The offensive passage?
There are little folds of skin all over the place, you can hardly find it. The little hole underneath is so terribly small that I simply can’t imagine how a man can get in there, let alone how a whole baby can get out!
This decision is so mind-numbingly stupid it’s hard to even fathom what these folks were thinking. The “Diary” is one of the most widely read Holocaust memoirs, and its chatty, quotidian prose humanizes the victims in a way that provides an excellent way for teachers to discuss the larger issues surrounding the story. It’s just unthinkable that one parent — who, of course, is not identified in the news reports — can take that experience away from the rest of the students.
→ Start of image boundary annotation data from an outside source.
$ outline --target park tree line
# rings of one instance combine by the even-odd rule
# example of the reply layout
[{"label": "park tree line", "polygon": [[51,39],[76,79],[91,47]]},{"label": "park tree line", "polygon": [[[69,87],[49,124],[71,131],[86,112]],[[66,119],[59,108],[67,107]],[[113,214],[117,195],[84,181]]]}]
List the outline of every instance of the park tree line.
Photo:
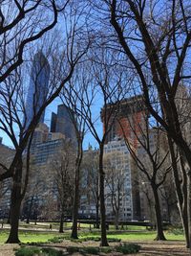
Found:
[{"label": "park tree line", "polygon": [[[138,137],[138,140],[148,155],[148,161],[152,163],[152,169],[148,171],[140,164],[135,151],[131,151],[126,139],[127,147],[138,169],[150,182],[156,215],[157,212],[159,214],[158,190],[167,175],[170,172],[173,175],[186,246],[190,247],[191,150],[187,137],[190,124],[190,8],[189,1],[182,0],[90,0],[83,3],[39,0],[35,3],[23,1],[22,4],[11,1],[9,8],[6,0],[2,2],[0,129],[7,134],[15,150],[10,165],[1,163],[0,175],[1,181],[7,178],[12,180],[11,227],[8,243],[19,242],[19,213],[30,183],[30,150],[34,129],[45,108],[55,98],[61,97],[77,117],[85,120],[82,130],[85,132],[83,128],[86,127],[98,144],[101,245],[108,245],[104,144],[117,116],[119,101],[141,94],[146,114],[152,117],[152,126],[157,128],[158,134],[164,134],[168,150],[165,153],[160,153],[156,145],[156,150],[152,151],[146,137],[147,129],[141,131],[143,139]],[[46,21],[43,16],[45,12],[48,16]],[[35,19],[36,16],[40,18]],[[53,28],[56,30],[53,30]],[[60,35],[65,35],[61,40]],[[30,56],[37,49],[42,49],[50,60],[51,82],[43,105],[34,111],[27,126],[27,120],[23,122],[23,118],[27,118],[24,74]],[[182,89],[180,88],[185,88],[185,93],[182,94]],[[99,113],[95,114],[95,102],[99,106],[108,106],[103,108],[107,112],[102,113],[102,135],[99,135],[96,128]],[[33,108],[35,109],[35,105]],[[82,159],[81,145],[85,134],[78,132],[77,128],[78,127],[76,136],[79,143],[74,169],[74,238],[77,238],[76,195]],[[162,167],[165,161],[167,165]],[[168,166],[169,163],[171,166]],[[156,217],[158,238],[164,239],[160,217]]]}]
Banning books is nothing new in schools, and it’s always short-sighted. (Tip of the hat to J.D. Salinger, R.I.P.) But Anne Frank? This borders on criminal.
There must be something in the water, because a school district in California recently banned – cover your eyes if you are sensitive — the dictionary. That’s right. It seems that Merriam Webster’s 10th edition is too racy for the students in the Menifee Union School District. Another vigilant parent discovered that a student had learned the definition of “oral sex” in the dictionary, and horrified censors school officials pulled the book from classrooms. Sanity prevailed after an uproar, and the reference book was put back on the shelves. Parents can opt out of having their kids use that particular dictionary.
All I can say is that I hope those who opt out don’t complain when their kids misspell words or use words like “neurotic” or “overprotective” in the wrong context.